L'histoire se déroule ultérieurement à l'épisode "Abyss". Suggestion de musique pour lire : album "Horizon" de Christopher Willits, plus particulièrement la chanson "Light and Dark".

Chapitre 1 - De retour

Jack entendit des voix s'élever derrière la porte, et en conclut que l'entretien était terminé. Il se leva de sa chaise au moment même où la porte s'ouvrait. Carter affichait une expression neutre, quoi qu'un peu fatiguée. Mais qui ne l'aurait pas été, à sa place ?

"C'est bon ?" demanda t-il.

"C'est bon. Ils me laissent sortir."

Il hocha la tête et fouilla machinalement ses poches de jean à la recherche de ses clés de voiture. A croire que lui aussi était pressé de partir. Il attrapa la sac de sport qui contenait ses quelques affaires pour le week-end, et se leva.

Sans un mot, il se dirigèrent vers les ascenseurs.

§§§

Alors que la cabine montait lentement vers les étages supérieurs de Cheyenne Mountain, Jack détailla discrètement son second.

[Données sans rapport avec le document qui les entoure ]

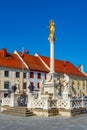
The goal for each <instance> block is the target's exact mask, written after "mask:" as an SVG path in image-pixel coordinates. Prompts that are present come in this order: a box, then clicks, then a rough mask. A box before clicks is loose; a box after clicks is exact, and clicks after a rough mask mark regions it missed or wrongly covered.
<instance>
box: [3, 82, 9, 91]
mask: <svg viewBox="0 0 87 130" xmlns="http://www.w3.org/2000/svg"><path fill="white" fill-rule="evenodd" d="M4 89H9V81H5V82H4Z"/></svg>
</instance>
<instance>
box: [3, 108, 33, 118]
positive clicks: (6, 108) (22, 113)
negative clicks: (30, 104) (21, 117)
mask: <svg viewBox="0 0 87 130" xmlns="http://www.w3.org/2000/svg"><path fill="white" fill-rule="evenodd" d="M3 108H5V109H6V110H3V111H2V113H4V114H9V115H16V116H24V117H28V116H33V115H34V114H33V112H32V111H30V110H28V109H27V108H26V107H8V106H5V107H3Z"/></svg>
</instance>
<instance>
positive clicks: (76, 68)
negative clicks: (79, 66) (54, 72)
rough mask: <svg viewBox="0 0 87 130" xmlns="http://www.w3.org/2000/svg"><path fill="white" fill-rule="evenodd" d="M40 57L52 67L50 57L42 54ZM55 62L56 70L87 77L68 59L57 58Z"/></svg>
mask: <svg viewBox="0 0 87 130" xmlns="http://www.w3.org/2000/svg"><path fill="white" fill-rule="evenodd" d="M39 56H40V55H39ZM40 58H41V59H42V60H43V61H44V62H45V63H46V64H47V65H48V67H50V58H48V57H45V56H40ZM54 64H55V72H59V73H66V74H70V75H75V76H83V77H86V76H85V75H84V74H83V73H82V72H81V71H80V70H79V69H78V68H77V67H76V66H74V65H73V64H72V63H70V62H68V61H61V60H57V59H55V61H54ZM64 66H65V69H64Z"/></svg>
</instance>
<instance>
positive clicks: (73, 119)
mask: <svg viewBox="0 0 87 130" xmlns="http://www.w3.org/2000/svg"><path fill="white" fill-rule="evenodd" d="M0 130H87V114H86V115H82V116H78V117H71V118H69V117H62V116H55V117H37V116H32V117H19V116H13V115H5V114H0Z"/></svg>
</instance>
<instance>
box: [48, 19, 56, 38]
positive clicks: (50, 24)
mask: <svg viewBox="0 0 87 130" xmlns="http://www.w3.org/2000/svg"><path fill="white" fill-rule="evenodd" d="M49 28H50V35H49V37H50V38H52V39H54V38H55V23H54V21H53V20H51V21H50V26H49Z"/></svg>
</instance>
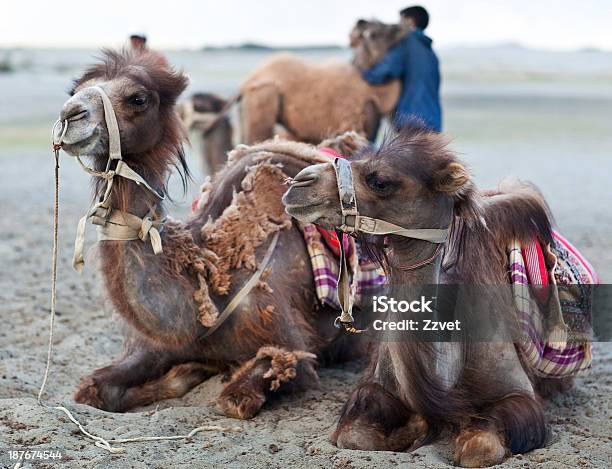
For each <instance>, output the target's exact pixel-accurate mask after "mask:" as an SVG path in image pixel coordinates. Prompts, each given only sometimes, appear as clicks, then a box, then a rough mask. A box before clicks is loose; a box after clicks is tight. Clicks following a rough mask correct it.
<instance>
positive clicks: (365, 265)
mask: <svg viewBox="0 0 612 469" xmlns="http://www.w3.org/2000/svg"><path fill="white" fill-rule="evenodd" d="M300 228H301V229H302V232H303V233H304V239H305V241H306V247H307V249H308V254H309V256H310V262H311V264H312V272H313V274H314V279H315V288H316V291H317V297H318V298H319V301H320V302H321V303H322V304H326V305H328V306H331V307H332V308H335V309H338V310H340V304H339V303H338V289H337V285H336V283H337V281H338V272H339V270H340V268H339V265H338V258H337V257H336V256H335V255H334V254H333V253H332V251H331V250H330V248H329V247H328V246H327V244H326V243H324V242H322V237H321V233H319V231H318V230H317V227H316V226H315V225H312V224H302V225H300ZM345 239H348V242H349V243H350V244H351V249H350V250H349V255H348V258H347V260H348V264H349V268H350V269H351V270H352V274H353V278H354V279H356V294H355V305H356V306H358V305H359V302H360V299H361V297H362V296H363V295H373V294H376V293H378V292H380V291H381V290H382V287H383V284H384V283H385V275H384V273H383V272H382V269H380V267H379V266H378V264H376V263H374V262H370V261H368V260H365V259H363V258H362V256H359V255H358V248H357V246H356V244H355V240H354V239H353V238H351V237H350V236H349V237H346V238H345ZM355 276H356V277H355Z"/></svg>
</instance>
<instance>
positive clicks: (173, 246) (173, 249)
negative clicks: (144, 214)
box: [164, 221, 229, 327]
mask: <svg viewBox="0 0 612 469" xmlns="http://www.w3.org/2000/svg"><path fill="white" fill-rule="evenodd" d="M164 232H165V236H164V243H165V248H166V251H164V252H171V253H172V255H171V256H164V260H165V264H166V269H167V270H168V271H170V272H173V273H175V274H176V275H180V273H181V272H182V271H183V270H186V271H188V272H189V273H190V274H191V275H193V276H194V277H195V278H196V279H197V282H198V289H197V290H196V291H195V293H194V294H193V299H194V300H195V302H196V304H197V305H198V313H199V320H200V322H201V323H202V324H203V325H204V326H206V327H211V326H212V325H213V324H214V323H215V321H216V320H217V317H218V316H219V311H218V310H217V307H216V306H215V304H214V303H213V301H212V300H211V298H210V294H209V290H208V283H207V279H208V281H210V283H211V284H212V285H219V284H221V285H223V284H225V283H227V284H229V278H226V277H225V275H222V273H221V271H220V269H219V268H218V264H219V256H217V254H215V253H214V252H213V251H211V250H210V249H207V248H204V247H202V246H198V245H197V244H196V242H195V241H194V240H193V236H192V235H191V232H190V231H189V230H187V229H185V228H184V227H183V225H181V224H180V223H177V222H173V221H171V222H168V223H167V224H166V226H165V227H164ZM217 293H218V292H217Z"/></svg>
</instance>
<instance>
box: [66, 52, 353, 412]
mask: <svg viewBox="0 0 612 469" xmlns="http://www.w3.org/2000/svg"><path fill="white" fill-rule="evenodd" d="M186 85H187V78H186V77H185V76H184V75H183V74H182V73H180V72H176V71H174V70H173V69H171V68H167V67H160V66H159V65H158V63H157V62H156V61H155V58H154V57H152V56H150V55H148V54H139V55H131V54H129V53H128V52H114V51H109V50H107V51H104V53H103V59H102V61H101V62H99V63H96V64H95V65H93V66H91V67H90V68H88V69H87V71H86V72H85V73H84V74H83V75H82V76H81V77H80V78H78V79H77V80H76V81H75V82H74V87H73V89H72V91H71V93H70V94H71V97H70V98H69V99H68V100H67V101H66V102H65V103H64V105H63V107H62V110H61V114H60V120H61V122H62V129H63V130H60V131H63V132H64V135H63V136H59V137H58V136H57V135H56V138H57V139H58V141H59V143H58V145H62V147H63V149H64V150H65V151H66V152H67V153H68V154H70V155H73V156H76V157H81V156H83V157H84V156H85V155H87V157H88V158H89V160H88V161H91V164H92V166H93V168H90V173H91V174H92V175H93V176H92V177H93V184H94V186H93V187H94V192H95V195H94V201H96V200H100V198H101V197H102V198H104V197H105V196H108V205H106V206H105V207H103V208H104V210H102V209H101V208H97V209H96V210H94V212H95V214H94V215H93V221H94V223H96V224H97V225H99V229H100V231H99V233H100V235H99V238H100V239H101V240H100V241H99V243H98V246H97V249H98V253H99V264H100V265H99V267H100V270H101V278H102V282H103V289H104V290H105V292H106V295H107V296H108V298H109V300H110V304H112V307H113V308H114V310H115V311H116V312H117V313H118V315H119V316H120V317H121V319H122V322H123V323H124V325H125V342H124V353H123V355H122V356H121V357H119V358H117V359H115V360H114V361H113V362H112V363H110V364H109V365H108V366H105V367H103V368H100V369H98V370H95V371H94V372H93V373H92V374H90V375H89V376H86V377H83V378H82V379H81V382H80V385H79V387H78V389H77V390H76V392H75V395H74V399H75V401H76V402H79V403H83V404H88V405H91V406H93V407H97V408H99V409H103V410H106V411H111V412H124V411H127V410H129V409H132V408H134V407H139V406H144V405H148V404H151V403H153V402H155V401H158V400H161V399H169V398H175V397H180V396H182V395H184V394H185V393H186V392H188V391H189V390H190V389H192V388H193V387H194V386H196V385H198V384H199V383H201V382H202V381H203V380H205V379H207V378H208V377H210V376H211V375H213V374H215V373H221V372H222V373H227V372H232V374H231V377H230V379H229V382H227V384H226V385H225V387H224V389H223V390H222V392H221V393H220V395H219V396H218V398H217V401H216V402H217V406H218V409H219V410H220V411H221V412H223V413H224V414H225V415H227V416H231V417H235V418H241V419H247V418H251V417H253V416H254V415H255V414H256V413H257V412H258V411H259V410H260V409H261V407H262V406H263V404H264V403H265V402H266V400H267V399H268V398H270V397H271V396H272V395H275V394H277V393H278V392H283V391H288V390H299V389H304V388H307V387H309V386H310V387H311V386H316V385H317V383H318V378H317V374H316V371H315V361H316V360H317V359H318V360H319V362H320V363H326V361H342V360H347V359H350V358H352V357H355V356H357V355H359V354H360V353H361V351H362V350H363V349H364V346H365V340H362V339H358V340H356V339H355V338H351V337H348V338H347V337H346V336H345V335H342V334H338V331H337V329H334V327H333V326H332V325H331V323H332V322H333V318H334V316H335V315H336V312H335V311H333V310H332V309H330V308H329V307H325V306H322V305H320V304H319V302H318V300H317V298H316V294H315V291H314V284H313V274H312V269H311V266H310V260H309V257H308V253H307V251H306V246H305V242H304V238H303V235H302V233H301V232H300V231H299V229H298V227H297V226H296V224H295V223H292V221H291V219H290V217H289V216H288V215H286V214H285V212H284V209H283V205H282V203H281V200H280V199H281V196H282V193H283V192H284V191H285V186H284V183H283V181H284V180H285V179H286V178H287V177H290V176H295V175H296V174H297V173H298V172H299V171H300V170H301V169H303V168H304V167H306V166H308V165H309V164H312V163H316V162H320V161H325V157H324V155H323V154H321V153H319V152H318V151H317V150H316V149H315V148H314V147H312V146H309V145H305V144H299V143H296V142H289V143H286V142H285V143H283V142H270V143H268V144H267V145H263V144H262V146H260V147H254V148H248V147H240V148H238V149H237V150H236V151H235V152H233V153H232V155H231V157H232V158H233V162H232V164H231V165H226V166H225V167H224V169H222V170H221V171H220V172H219V173H218V174H217V176H216V177H215V179H214V181H213V182H212V184H211V186H210V190H209V191H208V193H207V201H206V203H204V204H203V205H202V206H201V208H199V209H198V211H197V212H195V213H194V214H193V216H192V217H191V218H190V219H188V220H187V221H185V222H180V221H176V220H171V219H166V216H165V213H166V212H165V208H164V202H163V198H164V196H165V195H166V193H167V185H166V184H167V180H168V177H169V174H170V171H171V170H172V169H173V168H176V169H178V170H179V171H180V172H181V174H182V176H183V180H184V181H185V180H186V177H187V176H188V174H189V172H188V168H187V166H186V162H185V158H184V154H183V147H182V142H183V140H184V139H185V138H186V131H185V130H184V128H183V127H182V125H181V122H180V119H179V118H178V115H177V114H176V112H175V108H174V106H175V102H176V100H177V98H178V96H179V95H180V94H181V92H183V90H184V89H185V87H186ZM109 106H110V108H109ZM113 110H114V112H112V111H113ZM111 115H115V116H116V119H117V127H118V131H113V130H112V129H113V128H115V127H114V126H113V125H111V124H112V122H111V121H109V119H111ZM109 129H110V130H109ZM58 132H59V131H58ZM117 133H118V134H119V135H120V145H119V146H120V153H121V154H122V157H121V160H120V161H119V160H118V159H116V156H115V157H113V158H114V159H110V157H111V155H113V154H114V155H117V152H118V150H117V148H115V146H116V144H117V136H116V134H117ZM295 154H298V155H300V158H297V157H295V156H294V155H295ZM107 165H108V166H107ZM120 165H121V167H120ZM126 168H128V169H126ZM120 175H124V177H120ZM98 176H99V177H98ZM139 178H141V179H139ZM107 181H111V182H112V185H110V186H108V185H107V184H109V183H108V182H107ZM108 187H110V189H109V190H108V191H107V192H105V191H106V188H108ZM97 207H98V206H97ZM134 220H136V221H137V225H138V226H136V228H135V229H134V228H133V227H132V225H133V222H134ZM111 225H114V226H115V228H113V226H111ZM117 225H118V226H120V229H121V230H123V233H122V234H121V236H123V238H122V239H121V240H118V239H117V237H113V231H112V230H113V229H116V226H117ZM128 225H129V226H128ZM126 230H127V231H129V230H135V233H136V234H135V235H134V236H129V235H126V234H125V231H126ZM109 233H110V235H109ZM274 243H276V247H275V248H274ZM267 256H270V257H269V259H270V260H269V262H265V261H264V259H265V257H267ZM77 259H78V256H77ZM260 264H261V265H260ZM77 265H78V264H77ZM262 267H265V270H263V271H262V272H260V273H261V275H260V276H258V277H254V275H255V274H254V272H259V269H261V268H262ZM253 278H255V279H256V280H257V282H256V283H255V284H254V285H253V287H252V288H249V289H247V290H246V291H245V290H244V288H245V284H246V282H247V281H250V280H252V279H253ZM238 292H240V293H241V295H242V296H241V297H238V298H237V297H236V295H237V294H238ZM233 300H237V301H239V303H238V304H237V306H236V307H235V310H234V312H233V313H231V315H229V316H227V317H223V314H225V311H227V308H228V304H231V302H232V301H233ZM222 311H223V313H222Z"/></svg>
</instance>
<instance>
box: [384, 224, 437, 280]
mask: <svg viewBox="0 0 612 469" xmlns="http://www.w3.org/2000/svg"><path fill="white" fill-rule="evenodd" d="M389 249H390V251H391V253H390V255H389V264H390V265H389V269H390V275H389V276H390V283H392V284H396V285H406V284H414V285H433V284H436V283H437V282H438V276H439V272H440V265H441V261H442V251H441V250H440V249H438V245H437V244H433V243H430V242H428V241H421V240H418V239H411V238H403V237H401V236H389ZM436 252H438V253H439V254H438V255H436ZM428 259H431V261H430V262H427V263H425V264H424V265H422V266H419V267H416V268H411V267H412V266H418V265H419V264H420V263H422V262H423V261H427V260H428Z"/></svg>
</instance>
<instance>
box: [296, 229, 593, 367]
mask: <svg viewBox="0 0 612 469" xmlns="http://www.w3.org/2000/svg"><path fill="white" fill-rule="evenodd" d="M301 229H302V232H303V234H304V239H305V241H306V247H307V249H308V254H309V256H310V261H311V264H312V271H313V274H314V280H315V287H316V292H317V297H318V299H319V301H320V302H321V303H322V304H324V305H328V306H331V307H332V308H335V309H338V310H340V305H339V303H338V291H337V285H336V283H337V281H338V272H339V267H338V253H337V249H336V244H337V243H338V241H337V239H332V240H331V242H330V239H328V238H329V235H327V236H326V233H321V232H320V230H318V229H317V227H316V226H315V225H312V224H303V225H301ZM553 236H554V243H553V245H552V246H542V245H541V244H540V243H539V242H538V241H534V242H533V243H531V244H529V245H526V246H525V245H523V246H520V245H518V243H515V244H513V245H511V246H509V247H508V261H509V267H510V281H511V284H512V291H513V295H514V300H515V303H516V313H517V321H518V324H519V328H520V333H521V337H520V340H518V341H517V343H516V347H517V349H518V350H519V353H520V354H521V356H522V358H523V359H524V361H525V362H526V364H527V365H528V366H529V367H530V368H531V370H532V371H533V372H534V373H535V374H536V375H538V376H542V377H548V378H563V377H567V376H572V375H574V374H576V373H578V372H580V371H582V370H585V369H588V368H590V367H591V333H592V331H591V324H592V323H591V297H592V287H593V285H595V284H597V283H599V279H598V277H597V274H596V273H595V270H594V269H593V267H592V266H591V265H590V264H589V262H588V261H587V260H586V259H585V258H584V257H583V256H582V255H581V254H580V253H579V252H578V250H577V249H576V248H575V247H574V246H573V245H572V244H571V243H570V242H569V241H567V240H566V239H565V238H564V237H563V236H562V235H561V234H559V233H557V232H553ZM343 242H345V243H347V242H348V243H349V246H348V249H346V252H348V261H349V266H350V268H351V269H352V271H353V275H354V278H353V287H354V289H355V292H356V295H355V305H359V304H360V299H361V297H362V296H363V295H364V294H366V295H375V294H378V293H380V292H381V291H382V289H383V288H384V284H385V275H384V273H383V271H382V269H381V268H380V266H379V265H378V264H376V263H375V262H372V261H370V260H368V259H366V258H364V256H361V255H360V252H359V246H358V245H356V243H355V241H354V240H353V238H351V237H348V236H347V237H345V238H344V241H343ZM346 247H347V246H345V248H346Z"/></svg>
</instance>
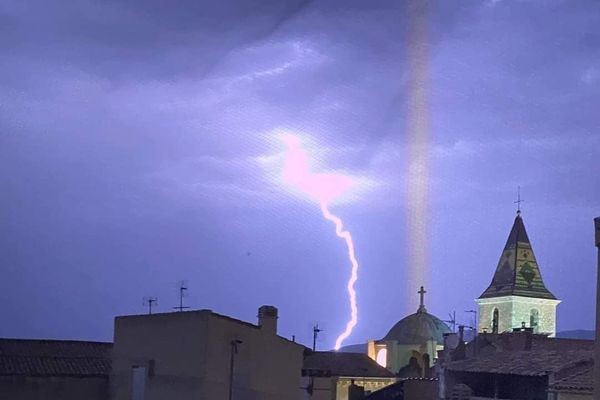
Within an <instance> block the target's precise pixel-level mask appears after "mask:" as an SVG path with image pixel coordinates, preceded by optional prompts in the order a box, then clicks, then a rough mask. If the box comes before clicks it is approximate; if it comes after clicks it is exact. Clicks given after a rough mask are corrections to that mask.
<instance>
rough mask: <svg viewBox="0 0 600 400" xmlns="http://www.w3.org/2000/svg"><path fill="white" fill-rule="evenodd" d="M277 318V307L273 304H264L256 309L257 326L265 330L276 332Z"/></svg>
mask: <svg viewBox="0 0 600 400" xmlns="http://www.w3.org/2000/svg"><path fill="white" fill-rule="evenodd" d="M277 318H278V317H277V307H275V306H269V305H265V306H261V307H260V308H259V309H258V326H260V329H261V330H263V331H265V332H268V333H271V334H273V335H276V334H277Z"/></svg>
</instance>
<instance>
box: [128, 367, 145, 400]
mask: <svg viewBox="0 0 600 400" xmlns="http://www.w3.org/2000/svg"><path fill="white" fill-rule="evenodd" d="M145 389H146V367H139V366H134V367H133V368H132V369H131V400H144V390H145Z"/></svg>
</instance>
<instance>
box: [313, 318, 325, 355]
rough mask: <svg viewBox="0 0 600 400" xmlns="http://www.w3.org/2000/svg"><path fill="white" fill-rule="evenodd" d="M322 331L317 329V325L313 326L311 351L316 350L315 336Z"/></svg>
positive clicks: (316, 340)
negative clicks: (311, 346) (312, 350)
mask: <svg viewBox="0 0 600 400" xmlns="http://www.w3.org/2000/svg"><path fill="white" fill-rule="evenodd" d="M322 330H323V329H319V324H317V325H315V326H313V351H316V350H317V336H318V335H319V332H321V331H322Z"/></svg>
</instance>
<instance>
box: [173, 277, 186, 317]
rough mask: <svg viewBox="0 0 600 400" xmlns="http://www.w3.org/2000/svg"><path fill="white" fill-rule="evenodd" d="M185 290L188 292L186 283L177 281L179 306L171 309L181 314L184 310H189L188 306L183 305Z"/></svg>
mask: <svg viewBox="0 0 600 400" xmlns="http://www.w3.org/2000/svg"><path fill="white" fill-rule="evenodd" d="M186 290H188V287H187V283H186V281H179V306H177V307H173V309H175V310H179V311H180V312H181V311H183V310H184V309H186V308H190V307H189V306H184V305H183V297H184V296H185V291H186Z"/></svg>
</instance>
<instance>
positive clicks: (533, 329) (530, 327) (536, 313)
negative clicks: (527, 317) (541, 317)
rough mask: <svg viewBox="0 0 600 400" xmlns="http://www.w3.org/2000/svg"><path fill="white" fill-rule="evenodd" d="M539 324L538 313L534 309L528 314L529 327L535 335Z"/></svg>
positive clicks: (536, 310)
mask: <svg viewBox="0 0 600 400" xmlns="http://www.w3.org/2000/svg"><path fill="white" fill-rule="evenodd" d="M539 323H540V312H539V311H538V310H536V309H535V308H534V309H533V310H531V312H530V313H529V327H530V328H532V329H533V333H537V331H538V326H539Z"/></svg>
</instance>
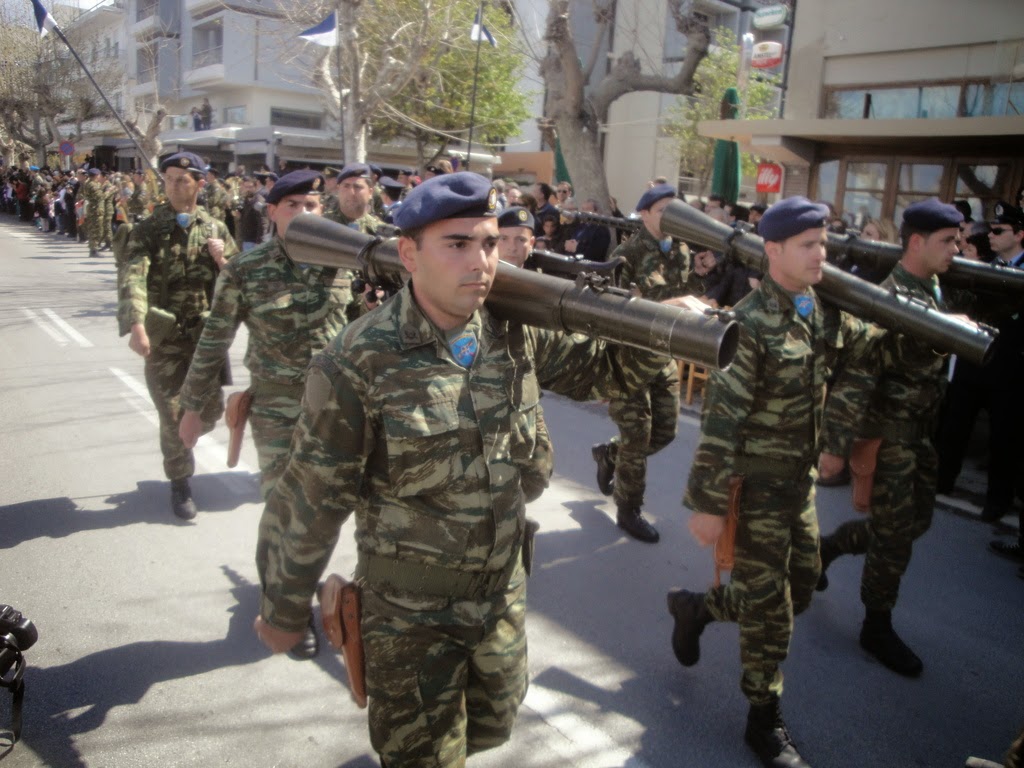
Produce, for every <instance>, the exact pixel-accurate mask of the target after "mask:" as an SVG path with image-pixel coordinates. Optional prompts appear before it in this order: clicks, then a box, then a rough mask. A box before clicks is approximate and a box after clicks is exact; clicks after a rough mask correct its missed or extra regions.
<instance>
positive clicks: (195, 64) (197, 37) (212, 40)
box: [193, 18, 224, 70]
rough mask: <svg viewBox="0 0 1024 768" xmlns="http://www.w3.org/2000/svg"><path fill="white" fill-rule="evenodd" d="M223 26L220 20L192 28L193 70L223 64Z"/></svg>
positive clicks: (223, 26) (223, 36)
mask: <svg viewBox="0 0 1024 768" xmlns="http://www.w3.org/2000/svg"><path fill="white" fill-rule="evenodd" d="M223 61H224V25H223V23H222V20H221V19H219V18H217V19H215V20H213V22H207V23H206V24H203V25H200V26H198V27H194V28H193V69H194V70H198V69H199V68H201V67H209V66H210V65H218V63H223Z"/></svg>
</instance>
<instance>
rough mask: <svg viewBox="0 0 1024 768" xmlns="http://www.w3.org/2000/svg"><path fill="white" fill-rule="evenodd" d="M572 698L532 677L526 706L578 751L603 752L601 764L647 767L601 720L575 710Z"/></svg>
mask: <svg viewBox="0 0 1024 768" xmlns="http://www.w3.org/2000/svg"><path fill="white" fill-rule="evenodd" d="M570 698H571V697H570V696H566V695H565V694H564V693H555V692H553V691H550V690H548V689H547V688H545V687H544V686H542V685H538V684H537V682H536V681H534V680H531V681H530V683H529V689H528V690H527V692H526V700H525V701H524V702H523V706H525V707H528V708H529V709H531V710H532V711H534V712H536V713H537V714H538V715H539V716H540V717H541V718H543V720H544V722H545V723H547V724H548V725H549V726H550V727H551V728H554V729H555V730H556V731H557V732H558V733H560V734H561V735H562V736H563V737H564V738H566V739H567V740H568V741H570V742H571V743H572V744H573V745H574V746H575V748H578V752H579V753H581V754H584V755H590V756H600V763H601V765H622V766H629V768H648V766H647V763H645V762H644V761H643V760H641V759H640V758H638V757H637V756H636V755H634V754H633V753H632V752H631V751H630V750H628V749H626V748H625V746H623V745H622V744H618V743H617V742H615V741H614V740H613V739H611V738H610V737H609V736H608V734H607V733H606V732H605V731H603V730H601V728H600V725H599V724H593V723H590V722H588V721H587V720H585V719H584V718H582V717H581V716H580V715H578V714H577V713H574V712H572V708H571V706H567V705H569V703H570V701H569V700H568V699H570Z"/></svg>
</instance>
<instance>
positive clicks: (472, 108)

Comme on pouvait s'y attendre après plusieurs semaines de captivité, la jeune femme avait des cernes importantes. Ses cheveux blonds avaient perdu de leur éclat, et ses joues semblaient plus creuses que d'habitude. Mais elle surmonterait tout ça. Il la connaissait assez pour savoir qu'elle arriverait à remonter la pente. Sam était une battante.

"On va chez vous, j'imagine ?"

"C'est ça", dit-elle en le regardant à peine.

"Pas de décompression dans un hôtel de luxe ?... un spa peut-être ?"

La jeune femme daigna enfin lever la tête.

"Ils me l'ont bien proposé, mais je n'ai franchement pas la tête à ça. J'ai juste envie de rentrer chez moi, mon Colonel."

"Je comprends."

Voyant que Sam n'était pas vraiment d'humeur à faire la conversation, il prit une position un peu plus confortable contre la paroi de l'ascenseur, et se tut jusqu'à la fin de la montée.

§§§

On était presque au mois d'Octobre, et il commençait à faire frisquet en cette fin d'après-midi. Jack referma le coffre de son SUV et alla s'installer à la place du conducteur sans traîner. Sam était déjà attachée, la tête calée contre la portière, le regard dans le vide.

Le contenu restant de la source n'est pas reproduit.